Россия не может стать Европой, но как будут развиваться её регионы в будущем – это вопрос

Повестка, Экскурсы

 Взгляд американского гуманитария на дискуссию о том, является ли Россия европейской страной.

 Элиса Е. Шлект, магистрант Института Гарримана Колумбийского Университета

Должна признаться, что изначально я была весьма озадачена самой целью обсуждения: определить принадлежность России к той или иной части Света. Мне это показалось по большей части теоретическим упражнением, относящимся скорее к сфере компетенции географов, а не ученых-гуманитариев.

Однако, послушав на Youtube-канале «Либеральной миссии» беседу Д.А. Коцюбинского и Д.Я. Травина «Можно ли считать Россию европейской страной?» я поняла: то, что нам, американским гуманитариям, может показаться «чистой географией», для наших российских коллег выглядит совершенно иначе. А именно, как серьёзный разговор о политическом прогнозировании, о тех идеологических основах, на которых Россия развивалась в прошлом и может/должна развиваться в будущем.

Дискуссия между Даниилом Коцюбинским и Дмитрием Травиным строится вокруг центрального вопроса: является ли «европейскость» врожденной или же она может быть приобретена другими культурами, включая российскую?

При этом спор не касается того, что представляется очевидным – что те или иные аспекты «европейской культуры» могут быть приняты теми, кто находится за пределами «традиционной Европы»: европейские мода, религия, еда, промышленность, внешняя организация правительства – всё это стало едва ли не повсеместным.
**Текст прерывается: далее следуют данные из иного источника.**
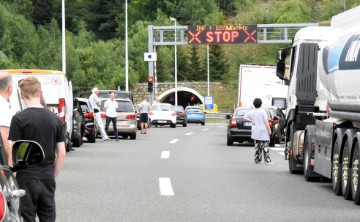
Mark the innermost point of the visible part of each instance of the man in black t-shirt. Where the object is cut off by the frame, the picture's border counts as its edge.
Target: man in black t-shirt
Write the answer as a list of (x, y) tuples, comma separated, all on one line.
[(41, 125)]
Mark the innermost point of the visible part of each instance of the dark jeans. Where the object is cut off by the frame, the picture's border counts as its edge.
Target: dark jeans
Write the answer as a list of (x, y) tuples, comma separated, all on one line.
[(39, 199), (113, 120)]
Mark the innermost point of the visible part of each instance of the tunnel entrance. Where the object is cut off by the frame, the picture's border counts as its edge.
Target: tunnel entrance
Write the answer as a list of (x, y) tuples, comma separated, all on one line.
[(186, 97)]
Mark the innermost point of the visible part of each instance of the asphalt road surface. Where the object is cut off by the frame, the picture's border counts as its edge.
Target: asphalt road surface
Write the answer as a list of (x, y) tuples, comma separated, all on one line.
[(189, 174)]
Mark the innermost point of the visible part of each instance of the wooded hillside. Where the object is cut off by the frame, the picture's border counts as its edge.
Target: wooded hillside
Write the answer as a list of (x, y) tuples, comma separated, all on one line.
[(30, 36)]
Вопрос был в другом. Может ли Эфиопия считаться европейской в результате принятия христианства? Можно ли считать Марокко европейским в результате его непреходящей любви к французам? Можно ли считать Индию европейской в результате ее зарождающейся демократии? Как нетрудно понять, сходный вопрос вполне уместно задать и в случае с Россией – можно ли считать её европейской только потому, что её население сегодня ходит в джинсах, слушает западную поп-музыку, пользуется мобильными телефонами и любит путешествовать по европейским странам?

Рациональный ответ на каждый из этих вопросов – категорическое нет, вопреки утверждениям г-на Травина о том, что любая страна не только может, но и неизбежно движется по мути модернизации/европеизации.

В реальности, несмотря на повсеместное присутствие в современном мире европейских (или лучше сказать – западных) влияний, несмотря на культурную социализацию, у каждой из вышеупомянутых стран остаются врожденные элементы уникального культурного наследия, которые формируют человека и его цивилизацию как на макро-, так и на микроуровне. И в этой связи скорее стоит согласится с г-ном Коцюбинским, который говорил о том, что навешивание на Россию ярлыка европейской страны только потому, что она принятия христианство и в XVII-XVIII веках, а также и позднее, проводила реформы по европейским образцам, было бы серьезной ошибкой. Россия – не европейская страна. Скорее, это русская интерпретация европейскости, заложенная на исторических основах татарского ига и наследия древней Руси.

Помимо чисто теоретических соображений, я руководствуюсь также личными впечатлениями о России, в которой училась и жила на протяжении девяти месяц. При этом я была не только в Петербурге – внешне самом европейском городе России, куда я приехала учиться в Санкт-Петербургский государственный университет. Я также путешествовала по стране. Это было очень интересно, я познакомилась с многими замечательными людьми, и никаких негативных воспоминаний о России у меня нет. Но всё же я понимала: это – совсем другая культурная общность, привыкшая существовать в совершенно иной социально-политической реальности, не похожей ни на США, ни на большинство европейских стран.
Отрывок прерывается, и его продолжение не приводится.